Re: [PATCH] cpu-topology: warn if NUMA configurations conflicts with lower layer

From: Valentin Schneider
Date: Sat Jan 11 2020 - 15:57:04 EST


On 09/01/2020 12:58, Zengtao (B) wrote:
>> IIUC, the problem is that virt can set up a broken topology in some
>> cases where MPIDR doesn't line up correctly with the defined NUMA
>> nodes.
>>
>> We could argue that it is a qemu/virt problem, but it would be nice if
>> we could at least detect it.
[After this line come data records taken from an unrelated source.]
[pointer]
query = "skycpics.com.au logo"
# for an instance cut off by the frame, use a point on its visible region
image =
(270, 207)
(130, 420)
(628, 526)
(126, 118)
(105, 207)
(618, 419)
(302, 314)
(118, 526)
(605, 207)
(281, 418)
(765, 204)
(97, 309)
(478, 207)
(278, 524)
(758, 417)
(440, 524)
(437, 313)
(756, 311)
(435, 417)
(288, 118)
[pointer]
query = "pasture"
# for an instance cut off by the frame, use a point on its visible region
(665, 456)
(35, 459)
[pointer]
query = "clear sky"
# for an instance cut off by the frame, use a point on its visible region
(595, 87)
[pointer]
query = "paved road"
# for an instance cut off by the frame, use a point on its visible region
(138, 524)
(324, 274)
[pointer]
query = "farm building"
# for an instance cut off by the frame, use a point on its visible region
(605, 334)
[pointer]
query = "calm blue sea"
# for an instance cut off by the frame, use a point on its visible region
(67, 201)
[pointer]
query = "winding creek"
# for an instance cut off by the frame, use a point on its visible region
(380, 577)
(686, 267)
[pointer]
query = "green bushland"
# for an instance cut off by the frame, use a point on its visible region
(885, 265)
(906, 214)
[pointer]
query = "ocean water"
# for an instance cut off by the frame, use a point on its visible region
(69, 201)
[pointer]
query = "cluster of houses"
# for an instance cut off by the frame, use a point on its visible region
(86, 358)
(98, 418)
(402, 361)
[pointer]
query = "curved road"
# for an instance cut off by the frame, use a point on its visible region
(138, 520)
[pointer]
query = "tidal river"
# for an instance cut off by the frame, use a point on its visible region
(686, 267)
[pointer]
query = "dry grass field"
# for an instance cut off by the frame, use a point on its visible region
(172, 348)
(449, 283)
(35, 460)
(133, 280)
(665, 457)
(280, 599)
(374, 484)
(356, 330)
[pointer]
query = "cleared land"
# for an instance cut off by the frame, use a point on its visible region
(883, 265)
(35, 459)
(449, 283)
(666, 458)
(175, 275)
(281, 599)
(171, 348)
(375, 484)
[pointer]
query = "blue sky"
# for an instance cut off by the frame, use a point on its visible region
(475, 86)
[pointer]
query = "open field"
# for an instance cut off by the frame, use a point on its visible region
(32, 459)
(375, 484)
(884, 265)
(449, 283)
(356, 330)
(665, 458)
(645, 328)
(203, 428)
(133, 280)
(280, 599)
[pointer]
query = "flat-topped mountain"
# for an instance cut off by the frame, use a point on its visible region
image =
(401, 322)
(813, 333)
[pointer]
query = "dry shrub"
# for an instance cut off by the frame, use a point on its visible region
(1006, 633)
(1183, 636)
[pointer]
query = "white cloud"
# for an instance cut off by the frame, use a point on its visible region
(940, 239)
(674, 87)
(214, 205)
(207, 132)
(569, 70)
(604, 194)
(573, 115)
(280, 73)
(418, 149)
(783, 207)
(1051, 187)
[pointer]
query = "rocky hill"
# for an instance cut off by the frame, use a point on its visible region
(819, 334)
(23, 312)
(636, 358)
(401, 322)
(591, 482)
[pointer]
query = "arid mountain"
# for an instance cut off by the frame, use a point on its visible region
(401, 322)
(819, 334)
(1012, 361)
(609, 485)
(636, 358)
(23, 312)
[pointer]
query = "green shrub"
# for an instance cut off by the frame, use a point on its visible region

The proposed patch isn't really the right
>> solution as it warns on some valid topologies as Sudeep already pointed
>> out.
>>
>> It sounds more like we need a mask subset check in the sched_domain
>> building code, if there isn't already one?
>
> Currently no, it's a bit complex to do the check in the sched_domain building code,
> I need to take a think of that.
> Suggestion welcomed.
>

Doing a search on the sched_domain spans themselves should look something like
the completely untested:

---8<---
diff --git a/kernel/sched/topology.c b/kernel/sched/topology.c
index 6ec1e595b1d4..96128d12ec23 100644
--- a/kernel/sched/topology.c
+++ b/kernel/sched/topology.c
@@ -1879,6 +1879,43 @@ static struct sched_domain *build_sched_domain(struct sched_domain_topology_leve
return sd;
}

+/* Ensure topology masks are sane; non-NUMA spans shouldn't overlap */
+static int validate_topology_spans(const struct cpumask *cpu_map)
+{
+ struct sched_domain_topology_level *tl;
+ int i, j;
+
+ for_each_sd_topology(tl) {
+ /* NUMA levels are allowed to overlap */
+ if (tl->flags & SDTL_OVERLAP)
+ break;
+
+ /*
+ * Non-NUMA levels cannot partially overlap - they must be
+ * either equal or wholly disjoint. Otherwise we can end up
+ * breaking the sched_group lists - i.e. a later get_group()
+ * pass breaks the linking done for an earlier span.
+ */
+ for_each_cpu(i, cpu_map) {
+ for_each_cpu(j, cpu_map) {
+ if (i == j)
+ continue;
+ /*
+ * We should 'and' all those masks with 'cpu_map'
+ * to exactly match the topology we're about to
+ * build, but that can only remove CPUs, which
+ * only lessens our ability to detect overlaps
+ */
+ if (!cpumask_equal(tl->mask(i), tl->mask(j)) &&
+ cpumask_intersects(tl->mask(i), tl->mask(j)))
+ return -1;
+ }
+ }
+ }
+
+ return 0;
+}
+
/*
* Find the sched_domain_topology_level where all CPU capacities are visible
* for all CPUs.
@@ -1953,7 +1990,8 @@ build_sched_domains(const struct cpumask *cpu_map, struct sched_domain_attr *att
struct sched_domain_topology_level *tl_asym;
bool has_asym = false;

- if (WARN_ON(cpumask_empty(cpu_map)))
+ if (WARN_ON(cpumask_empty(cpu_map)) ||
+ WARN_ON(validate_topology_spans(cpu_map)))
goto error;

alloc_state = __visit_domain_allocation_hell(&d, cpu_map);
--->8---

Alternatively the assertion on the sched_group linking I suggested earlier
in the thread should suffice, since this should trigger whenever we have
overlapping non-NUMA sched domains.

Since you have a setup where you can reproduce the issue, could please give
either (ideally both!) a try? Thanks.

> Thanks
> Zengtao
>
>>
>> Morten